An official for a state commission that oversees the handling of workers' compensation claims has referred a recent case involving a former registered nurse at Mission Hospitals to the N.C. Attorney General's office for further investigation. It's an unusual move spurred by what the official, in his Sept. 22 decision on the case, said was an "established pattern and practice of bad faith in administering workers' compensation claims."
In a written statement, a hospital spokeswoman said the hospital can't make a statement regarding the allegations because litigation is ongoing. "Mission has not been notified of any investigation by the Department of Insurance or Attorney General's office, but remains willing and looks forward to cooperating with any such investigation," she said.
The most recent case had its start on Feb. 26, 2008, according to records on file with the N.C. Industrial Commission. That day, Terry Cawthorn reported a back injury after helping to move a patient from a gurney to a bed. At the time, Cawthorn was 47 years old and had worked for more than 20 years at Mission. Cawthorn's average weekly wages were $1,456.98, and should have yielded compensation pay of $786 a week, according to the records.
The hospital denied Cawthorn's claim, contending that since neither Cawthorn nor the patient she was assisting had slipped, tripped or fallen, her claim did not qualify for coverage. In making that finding, Mission's claims adjustor knowingly made a false statement "to mislead plaintiff and deny her workers' compensation benefits," according to the records.
Thomas F. Ramer, the Asheville attorney who represented Cawthorn, said the commission's decision was significant, and he cited other workers' compensation cases dating back to 2002 in which Mission Hospitals had been found to be engaging in bad faith in the handling of workers' compensation claims.
"Over the past seven years, Mission has been sanctioned by seven separate judges at the Industrial Commission," Ramer wrote in a letter to Xpress.
"These sanctions have been affirmed by five of the seven appellate judges at the commission. This evidences the pervasive pattern of Mission and not just some single judge who didn't like them."
The Industrial Commission oversees disputes about pay and compensation when an employee in North Carolina reports a work-related medical issue. Deputy commissioners travel the state to hear the disputes and decide claims, which can be appealed to the full commission and then on to the N.C. Court of Appeals and the state Supreme Court.

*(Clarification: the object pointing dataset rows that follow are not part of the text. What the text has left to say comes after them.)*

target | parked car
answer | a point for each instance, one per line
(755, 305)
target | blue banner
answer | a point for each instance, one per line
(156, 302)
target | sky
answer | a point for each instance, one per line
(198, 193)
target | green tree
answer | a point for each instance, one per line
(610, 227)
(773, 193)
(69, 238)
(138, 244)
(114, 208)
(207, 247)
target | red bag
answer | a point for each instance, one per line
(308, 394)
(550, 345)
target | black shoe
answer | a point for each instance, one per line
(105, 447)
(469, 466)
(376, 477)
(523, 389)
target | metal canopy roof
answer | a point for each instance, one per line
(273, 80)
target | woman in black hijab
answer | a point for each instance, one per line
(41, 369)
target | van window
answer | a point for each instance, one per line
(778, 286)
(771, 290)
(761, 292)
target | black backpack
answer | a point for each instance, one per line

Cawthorn reported the injury to her supervisors, who sent the case up the chain of command and to the hospital's in-house adjuster, according to commission records. Cawthorn continued to work, and reported three other subsequent back injuries in March and May of 2008. Cawthorn, who had been moved to light duty, had back surgery in August 2008. On Sept. 9, 2009, the hospital notified Cawthorn that light-duty work "was no longer being made available to her and she was taken out of work as of that date," according to the records. Cawthorn had another back surgery in December 2008.
Deputy Commissioner George T. Glenn II, who found in favor of Cawthorn, wrote that Mission officials intentionally disregarded their own reports of Cawthorn's injury, as well as testimony before the commission and other evidence. Those actions were "unreasonable and based on stubborn, unfounded litigiousness," Glenn wrote.
In his decision, Glenn went on to explain that Mission has a history of cases before the commission in which the hospital has been "found to have unreasonably denied workers' compensation" and has been "sanctioned" to pay the workers' attorneys' fees. The Cawthorn case continues the hospital's "established pattern and practice of bad faith in administering workers' compensation claims," Glenn wrote.
Glenn awarded Cawthorn compensation of $786 a week for the period beginning Sept. 10, 2008 and "continuing until further order of the commission." He also ordered the hospital to pay for related medical treatment, as well as attorneys' fees.
Asheville Attorney David Gantt, who has successfully represented Mission Hospital workers before the Industrial Commission in past cases, said workers' compensation disputes "really do hit a very weak and vulnerable part of our society. The real tragedy of it is that Mission is supposed to help people, and here they're denying their own workers' claims."